Frequently asked questions
Are offences under the Protection of Civil Rights Act, 1955 compoundable?
No. None of the offences in Sections 3 to 7 of the PCRA can be compounded. Compounding is governed exclusively by Section 320 of the CrPC (now Section 359 of the BNSS), whose sub-section (9) provides that no offence shall be compounded except as the section allows. Because the PCRA's offences are not listed in those tables, they are non-compoundable.
Does Section 15 of the PCRA expressly say the offences are non-compoundable?
No, and this is a common misconception. Section 15 says only that every offence under the Act is cognizable and (subject to the minimum-sentence exception) triable summarily. The non-compoundability is not stated in the PCRA at all; it results from the closed list in Section 320 CrPC / Section 359 BNSS, into which the Act's offences were never inserted.
What is the difference between compounding and quashing in this context?
Compounding under Section 320 CrPC / Section 359 BNSS extinguishes the offence by a statutory settlement between the parties and is confined to listed offences. Quashing under Section 482 CrPC / Section 528 BNSS is an independent inherent power of the High Court exercised in the interests of justice. Per Gian Singh v. State of Punjab (2012) 10 SCC 303 and Narinder Singh v. State of Punjab (2014) 6 SCC 466, that power must not be used to quash on a mere compromise where the offence is against society — as untouchability offences are.
Can a High Court quash a PCRA case if the victim and accused settle?
In principle, no. Narinder Singh restricts quashing on the basis of compromise to disputes that are essentially private or civil.

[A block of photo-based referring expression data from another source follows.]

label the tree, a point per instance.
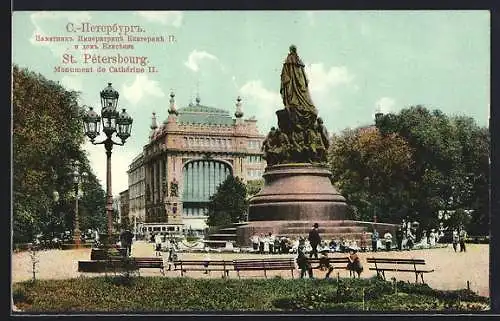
(47, 134)
(372, 173)
(451, 163)
(229, 204)
(415, 163)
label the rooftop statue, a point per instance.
(301, 136)
(295, 92)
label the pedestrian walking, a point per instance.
(399, 238)
(255, 242)
(354, 264)
(302, 262)
(374, 238)
(271, 239)
(261, 243)
(462, 236)
(158, 244)
(277, 245)
(388, 240)
(324, 264)
(455, 238)
(314, 240)
(362, 243)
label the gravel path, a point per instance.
(452, 270)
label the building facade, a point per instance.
(124, 205)
(186, 158)
(136, 188)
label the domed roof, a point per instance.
(200, 114)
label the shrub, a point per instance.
(160, 294)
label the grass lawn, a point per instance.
(163, 294)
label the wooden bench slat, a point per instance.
(384, 262)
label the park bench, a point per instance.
(135, 263)
(337, 262)
(148, 263)
(264, 265)
(203, 265)
(393, 265)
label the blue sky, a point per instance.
(356, 62)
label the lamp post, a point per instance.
(77, 176)
(112, 121)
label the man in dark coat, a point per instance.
(126, 240)
(314, 239)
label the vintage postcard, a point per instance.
(250, 161)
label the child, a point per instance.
(354, 264)
(324, 264)
(158, 244)
(302, 261)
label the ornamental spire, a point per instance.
(239, 112)
(154, 124)
(172, 109)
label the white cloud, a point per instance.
(72, 83)
(141, 86)
(310, 17)
(321, 80)
(385, 104)
(172, 18)
(195, 57)
(260, 102)
(42, 20)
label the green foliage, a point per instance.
(229, 204)
(47, 134)
(147, 294)
(415, 163)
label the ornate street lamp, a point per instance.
(77, 177)
(112, 121)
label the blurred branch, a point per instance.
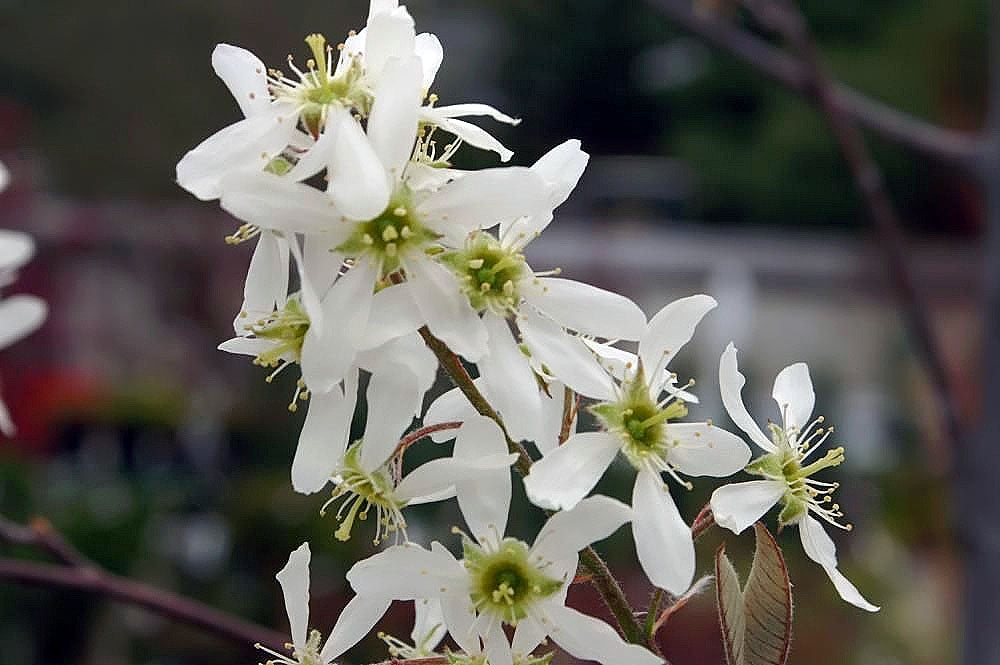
(74, 571)
(948, 145)
(787, 20)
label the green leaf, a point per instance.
(757, 621)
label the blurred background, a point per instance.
(167, 461)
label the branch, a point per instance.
(786, 18)
(952, 146)
(78, 572)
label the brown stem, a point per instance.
(92, 579)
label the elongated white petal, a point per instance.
(394, 314)
(702, 449)
(389, 34)
(16, 249)
(247, 145)
(406, 572)
(392, 125)
(428, 49)
(820, 548)
(507, 371)
(484, 498)
(358, 184)
(662, 538)
(587, 309)
(739, 505)
(566, 357)
(794, 394)
(294, 581)
(731, 386)
(496, 645)
(428, 624)
(587, 638)
(273, 202)
(327, 355)
(446, 309)
(669, 330)
(245, 76)
(562, 478)
(323, 439)
(472, 134)
(355, 622)
(20, 315)
(481, 199)
(569, 531)
(393, 397)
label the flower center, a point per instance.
(505, 582)
(360, 491)
(392, 235)
(489, 273)
(317, 88)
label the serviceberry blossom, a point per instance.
(637, 421)
(786, 469)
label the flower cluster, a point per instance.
(20, 315)
(376, 258)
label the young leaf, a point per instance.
(757, 621)
(732, 617)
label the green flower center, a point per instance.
(505, 582)
(489, 273)
(360, 491)
(393, 234)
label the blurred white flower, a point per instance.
(786, 470)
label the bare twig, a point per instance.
(952, 146)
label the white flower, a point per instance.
(637, 423)
(786, 470)
(505, 580)
(355, 621)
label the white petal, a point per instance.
(739, 505)
(497, 647)
(566, 356)
(355, 622)
(327, 354)
(587, 309)
(393, 397)
(20, 315)
(406, 572)
(670, 329)
(446, 309)
(245, 76)
(294, 581)
(273, 202)
(794, 394)
(528, 635)
(484, 498)
(562, 478)
(820, 548)
(512, 383)
(731, 386)
(16, 249)
(394, 314)
(358, 183)
(569, 531)
(428, 624)
(702, 449)
(323, 439)
(428, 49)
(662, 539)
(392, 125)
(249, 145)
(389, 34)
(587, 638)
(482, 199)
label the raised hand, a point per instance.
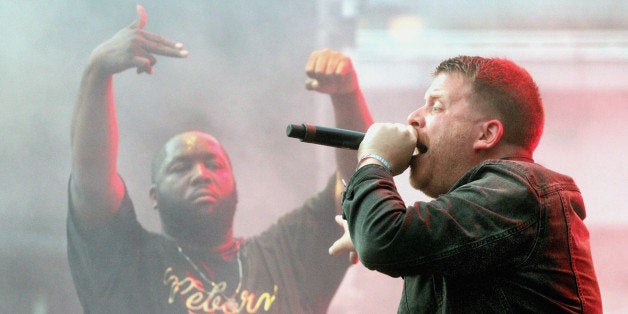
(134, 47)
(330, 72)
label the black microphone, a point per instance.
(334, 137)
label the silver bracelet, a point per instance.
(378, 158)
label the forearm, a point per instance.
(94, 143)
(351, 112)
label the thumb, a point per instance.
(141, 18)
(311, 84)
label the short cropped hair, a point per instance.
(503, 88)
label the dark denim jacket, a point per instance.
(507, 238)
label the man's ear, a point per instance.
(153, 196)
(491, 133)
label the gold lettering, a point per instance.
(196, 298)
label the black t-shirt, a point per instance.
(122, 268)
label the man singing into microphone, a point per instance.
(502, 234)
(197, 265)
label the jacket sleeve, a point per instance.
(488, 219)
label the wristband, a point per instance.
(379, 158)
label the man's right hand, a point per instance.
(134, 47)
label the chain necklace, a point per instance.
(231, 303)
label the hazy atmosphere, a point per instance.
(244, 83)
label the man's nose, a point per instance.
(416, 118)
(201, 172)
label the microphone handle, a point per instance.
(340, 138)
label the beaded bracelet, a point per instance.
(379, 158)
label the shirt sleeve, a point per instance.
(99, 256)
(487, 220)
(295, 248)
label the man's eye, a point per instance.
(179, 167)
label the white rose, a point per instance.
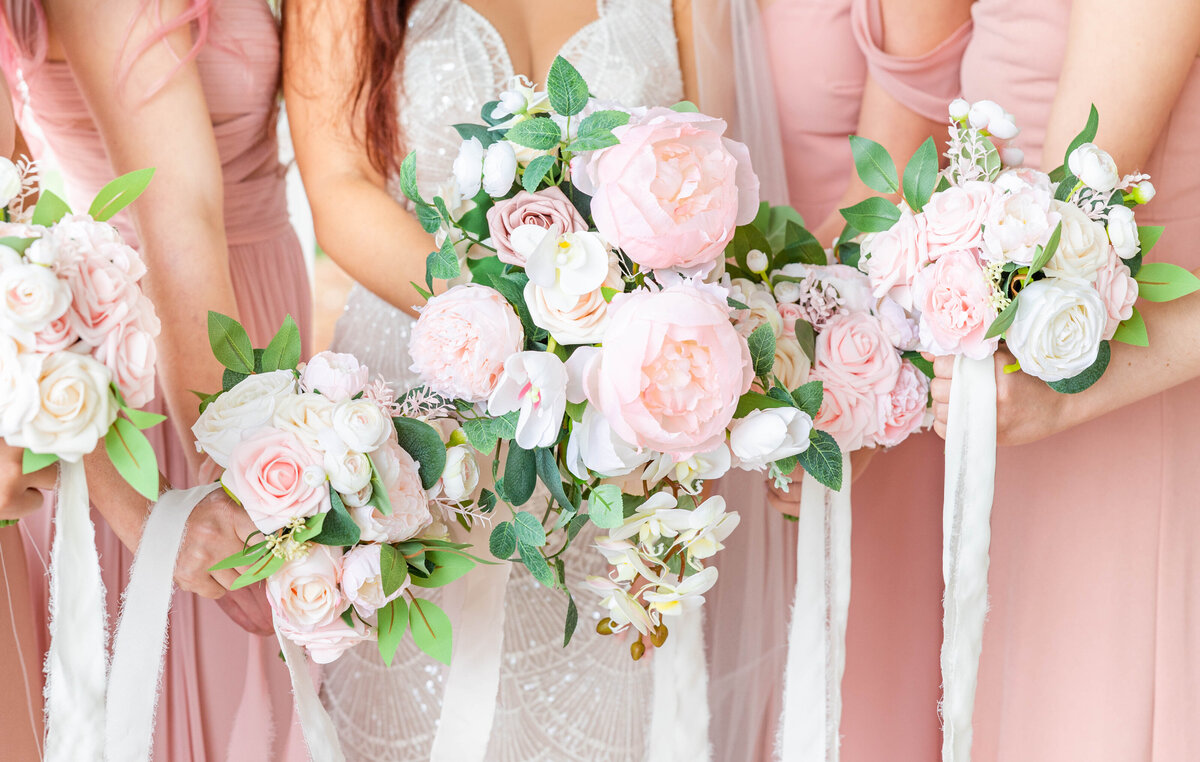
(499, 168)
(1057, 329)
(1083, 249)
(10, 181)
(305, 593)
(461, 474)
(1093, 167)
(363, 580)
(75, 407)
(19, 372)
(33, 297)
(767, 436)
(239, 412)
(468, 168)
(1123, 232)
(360, 425)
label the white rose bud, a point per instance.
(1093, 167)
(1123, 232)
(1057, 329)
(499, 168)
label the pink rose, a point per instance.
(894, 257)
(954, 298)
(954, 217)
(327, 643)
(461, 341)
(855, 352)
(334, 375)
(671, 369)
(672, 191)
(543, 209)
(1119, 292)
(305, 591)
(276, 478)
(903, 409)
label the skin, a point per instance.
(911, 28)
(1134, 102)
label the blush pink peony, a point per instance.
(671, 369)
(461, 341)
(672, 191)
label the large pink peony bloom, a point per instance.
(461, 341)
(672, 191)
(671, 369)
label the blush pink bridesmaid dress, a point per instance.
(822, 52)
(1092, 645)
(226, 694)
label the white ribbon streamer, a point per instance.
(142, 631)
(816, 643)
(77, 663)
(966, 535)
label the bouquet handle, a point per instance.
(966, 535)
(816, 643)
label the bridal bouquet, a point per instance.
(588, 331)
(989, 252)
(340, 485)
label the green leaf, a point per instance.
(443, 264)
(606, 507)
(535, 171)
(339, 529)
(1087, 377)
(408, 178)
(573, 621)
(49, 209)
(283, 352)
(823, 460)
(393, 622)
(1161, 281)
(762, 349)
(119, 193)
(873, 215)
(133, 457)
(503, 541)
(231, 345)
(809, 396)
(33, 461)
(921, 175)
(424, 443)
(1003, 319)
(243, 558)
(565, 87)
(874, 165)
(1133, 331)
(529, 531)
(538, 133)
(520, 475)
(431, 629)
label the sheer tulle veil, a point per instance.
(747, 615)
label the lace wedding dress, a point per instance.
(588, 701)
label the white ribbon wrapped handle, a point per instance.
(966, 535)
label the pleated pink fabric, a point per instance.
(226, 694)
(1092, 643)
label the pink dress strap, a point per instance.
(924, 83)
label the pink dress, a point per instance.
(226, 694)
(821, 53)
(1092, 643)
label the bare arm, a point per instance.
(358, 223)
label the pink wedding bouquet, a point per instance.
(589, 331)
(77, 334)
(989, 251)
(349, 491)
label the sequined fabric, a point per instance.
(588, 701)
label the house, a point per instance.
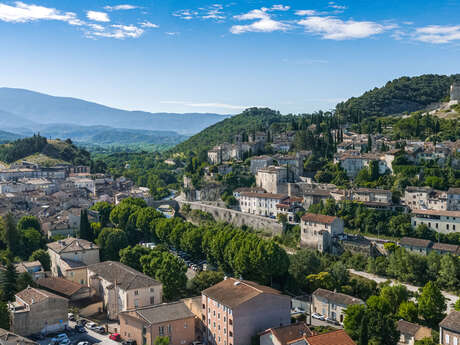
(411, 332)
(445, 222)
(9, 338)
(332, 304)
(318, 231)
(70, 256)
(262, 204)
(416, 245)
(449, 329)
(34, 268)
(122, 287)
(236, 310)
(144, 325)
(284, 334)
(38, 311)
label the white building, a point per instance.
(445, 222)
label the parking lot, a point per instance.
(89, 336)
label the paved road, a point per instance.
(450, 298)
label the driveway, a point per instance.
(450, 298)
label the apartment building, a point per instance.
(236, 310)
(444, 222)
(317, 231)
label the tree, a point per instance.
(8, 282)
(161, 341)
(86, 232)
(432, 304)
(29, 222)
(42, 256)
(408, 311)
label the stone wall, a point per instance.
(238, 218)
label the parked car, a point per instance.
(318, 316)
(115, 336)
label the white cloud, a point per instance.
(98, 16)
(305, 12)
(336, 29)
(120, 7)
(438, 33)
(263, 22)
(148, 24)
(23, 13)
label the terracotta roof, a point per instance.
(286, 334)
(124, 276)
(452, 321)
(337, 297)
(407, 327)
(9, 338)
(438, 213)
(60, 285)
(161, 313)
(339, 337)
(233, 292)
(265, 195)
(416, 242)
(71, 244)
(318, 218)
(32, 295)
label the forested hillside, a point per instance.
(401, 95)
(55, 149)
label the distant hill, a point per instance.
(250, 120)
(401, 95)
(29, 106)
(40, 147)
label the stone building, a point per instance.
(38, 311)
(172, 320)
(318, 231)
(123, 288)
(235, 310)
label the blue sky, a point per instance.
(205, 56)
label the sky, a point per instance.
(222, 57)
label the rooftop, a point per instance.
(233, 292)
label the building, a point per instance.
(172, 320)
(9, 338)
(449, 329)
(70, 256)
(38, 311)
(236, 310)
(416, 245)
(285, 334)
(332, 304)
(262, 204)
(445, 222)
(318, 231)
(273, 179)
(34, 268)
(411, 332)
(123, 288)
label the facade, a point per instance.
(449, 329)
(318, 231)
(332, 304)
(262, 204)
(173, 320)
(236, 310)
(72, 253)
(38, 311)
(411, 332)
(445, 222)
(123, 288)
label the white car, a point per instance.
(318, 316)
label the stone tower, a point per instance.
(455, 91)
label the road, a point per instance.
(450, 298)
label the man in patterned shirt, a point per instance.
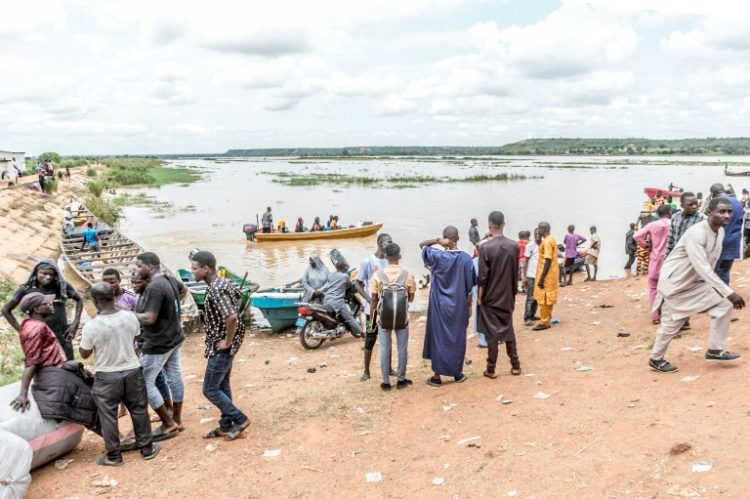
(224, 335)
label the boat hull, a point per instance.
(353, 232)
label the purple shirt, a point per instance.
(571, 242)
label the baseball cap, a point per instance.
(33, 300)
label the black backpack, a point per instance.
(393, 302)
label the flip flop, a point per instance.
(159, 434)
(105, 461)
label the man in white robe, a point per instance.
(688, 285)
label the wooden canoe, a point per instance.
(365, 230)
(116, 251)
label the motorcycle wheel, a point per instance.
(305, 337)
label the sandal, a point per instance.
(215, 433)
(105, 461)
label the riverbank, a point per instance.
(617, 429)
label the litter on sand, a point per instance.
(467, 440)
(374, 477)
(703, 466)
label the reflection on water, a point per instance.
(210, 214)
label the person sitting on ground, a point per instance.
(59, 391)
(90, 238)
(334, 297)
(118, 380)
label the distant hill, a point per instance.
(692, 147)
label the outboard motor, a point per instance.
(250, 230)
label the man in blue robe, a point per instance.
(449, 309)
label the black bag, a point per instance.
(393, 302)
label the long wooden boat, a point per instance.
(116, 251)
(352, 232)
(198, 289)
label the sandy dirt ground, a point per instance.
(605, 432)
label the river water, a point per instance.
(584, 191)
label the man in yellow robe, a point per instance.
(547, 277)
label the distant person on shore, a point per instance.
(124, 299)
(630, 250)
(118, 379)
(547, 275)
(266, 221)
(370, 266)
(449, 306)
(732, 244)
(46, 278)
(497, 285)
(392, 290)
(529, 272)
(658, 234)
(161, 341)
(688, 285)
(224, 335)
(571, 242)
(592, 254)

Untouchability offences are, in the words of State of Karnataka v. Appa Balu Ingale (AIR 1993 SC 1126), crimes against the Constitution, so a High Court should decline to quash them merely because the parties have settled. A compromise can at most affect sentence, not the existence of the offence.
Why did Parliament make these offences non-compoundable?
Because untouchability is treated as a public wrong against constitutional order under Article 17, not a private grievance the victim may trade away. The Elayaperumal Committee (1969), whose recommendations shaped the 1976 amendment, urged enhanced and minimum punishments, cognizability, and the removal of any avenue by which a dominant offender could pressure a vulnerable complainant into settling. Compoundability would have defeated that protective purpose.
Has the position changed under the BNSS, 2023?
No. Section 359 of the BNSS replaces Section 320 of the CrPC but retains the two-table structure and the closure clause that no offence shall be compounded except as provided. The tables still do not include PCRA offences, so they remain non-compoundable. The inherent-power jurisprudence of Gian Singh and Narinder Singh continues to apply, now under Section 528 of the BNSS.